# Insanely broad application of Proverbs 22:6?



## toddpedlar (Jun 5, 2009)

You all are familiar with Proverbs 22:6 - 


> Train up a child in the way he should go: and when he is old, he will not depart from it



Have any of you ever encountered teaching or claims that this verse can and should be applied to the responsibility of parents to study and know their children, and to advise them of and give awareness to thier giftedness so that they find their proper "calling"? 

Anyone? This seems to me to be utter rubbish and an eisegesis of someone's particular parenting philosophy they brought to the Bible for justification of their own ideas. I have NEVER heard anyone teach this, but my friend who has made this ridiculous claim says he's heard it taught before by more than one evangelical teacher. We were talking about the responsibility of parents to guide thier kids as they approach years of adulthood in making sure they explore their talents and get the opportunity to train use of their natural giftedness towards potential career ends. He trotted out this verse as support of his idea (and said it wasn't original to or unique to him).

Anyone have any idea who he might be referring to? It's a misuse of Scripture at best and a wholesale twisting of it at worst...


----------



## Contra_Mundum (Jun 5, 2009)

It is a moral instruction. I would agree that to broaden its app simply for the sake of exerting control or influence over life-in-general goes beyond the scope of the verse.


----------



## kalawine (Jun 5, 2009)

toddpedlar said:


> You all are familiar with Proverbs 22:6 -
> 
> 
> > Train up a child in the way he should go: and when he is old, he will not depart from it
> ...



After attending several Evangelical Churches over the years (thank the Lord for my PCA) I am not suprised in the least. I've never heard this particular "teaching" but it sounds typical of the "pscho babble" eisegesis that so many are promoting today.
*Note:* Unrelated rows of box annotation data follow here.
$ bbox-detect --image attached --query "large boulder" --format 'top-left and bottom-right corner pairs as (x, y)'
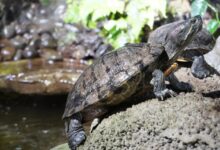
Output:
(80, 93), (220, 150)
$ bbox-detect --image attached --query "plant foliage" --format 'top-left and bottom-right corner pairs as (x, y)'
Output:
(64, 0), (167, 48)
(191, 0), (220, 34)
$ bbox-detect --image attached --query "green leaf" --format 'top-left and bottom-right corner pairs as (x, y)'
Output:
(191, 0), (208, 17)
(207, 19), (220, 34)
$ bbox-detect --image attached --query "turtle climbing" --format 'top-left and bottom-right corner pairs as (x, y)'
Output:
(148, 21), (216, 82)
(191, 37), (220, 79)
(63, 16), (202, 150)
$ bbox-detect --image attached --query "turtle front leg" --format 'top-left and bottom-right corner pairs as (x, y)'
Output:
(167, 73), (193, 92)
(65, 113), (86, 150)
(150, 69), (176, 100)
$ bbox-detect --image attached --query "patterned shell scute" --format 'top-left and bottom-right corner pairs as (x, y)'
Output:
(63, 44), (155, 118)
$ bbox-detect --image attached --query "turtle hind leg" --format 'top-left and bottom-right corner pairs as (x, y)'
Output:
(65, 113), (86, 150)
(150, 69), (176, 100)
(191, 56), (214, 79)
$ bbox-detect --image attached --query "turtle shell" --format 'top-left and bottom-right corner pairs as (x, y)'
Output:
(178, 28), (215, 61)
(148, 24), (215, 62)
(63, 44), (165, 118)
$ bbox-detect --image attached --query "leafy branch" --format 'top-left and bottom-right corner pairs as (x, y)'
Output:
(64, 0), (167, 47)
(191, 0), (220, 34)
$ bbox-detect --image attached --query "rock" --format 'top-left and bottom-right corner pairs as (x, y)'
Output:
(40, 33), (57, 48)
(15, 24), (28, 35)
(1, 47), (16, 61)
(3, 22), (15, 38)
(22, 45), (39, 59)
(13, 49), (22, 61)
(0, 58), (87, 95)
(79, 93), (220, 150)
(50, 143), (70, 150)
(40, 48), (62, 61)
(11, 36), (27, 49)
(76, 68), (220, 150)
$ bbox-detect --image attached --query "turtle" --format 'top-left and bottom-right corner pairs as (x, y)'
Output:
(62, 16), (202, 150)
(147, 21), (215, 81)
(191, 37), (220, 79)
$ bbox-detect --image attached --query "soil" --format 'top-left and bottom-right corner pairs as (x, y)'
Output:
(53, 68), (220, 150)
(79, 68), (220, 150)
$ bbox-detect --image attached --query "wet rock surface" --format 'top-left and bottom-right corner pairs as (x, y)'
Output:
(76, 68), (220, 150)
(0, 0), (112, 95)
(0, 58), (87, 95)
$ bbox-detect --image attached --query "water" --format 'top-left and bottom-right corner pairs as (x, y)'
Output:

Of course, being an exCharismatic, this is nothing in comparison to the many Scripture twisted sermons I've heard.


----------



## David'sBeloved (Jun 5, 2009)

I have been on several parenting boards so, no, this doesn't sound new to me.  But, I don't know exactly "who" teaches it.


----------



## Oecolampadius (Jun 5, 2009)

toddpedlar said:


> This seems to me to be utter rubbish and an eisegesis of someone's particular parenting philosophy they brought to the Bible for justification of their own ideas.



 I think the verse is best understood in relation to the Shema, not in relation to one's own ideas of parenting.


----------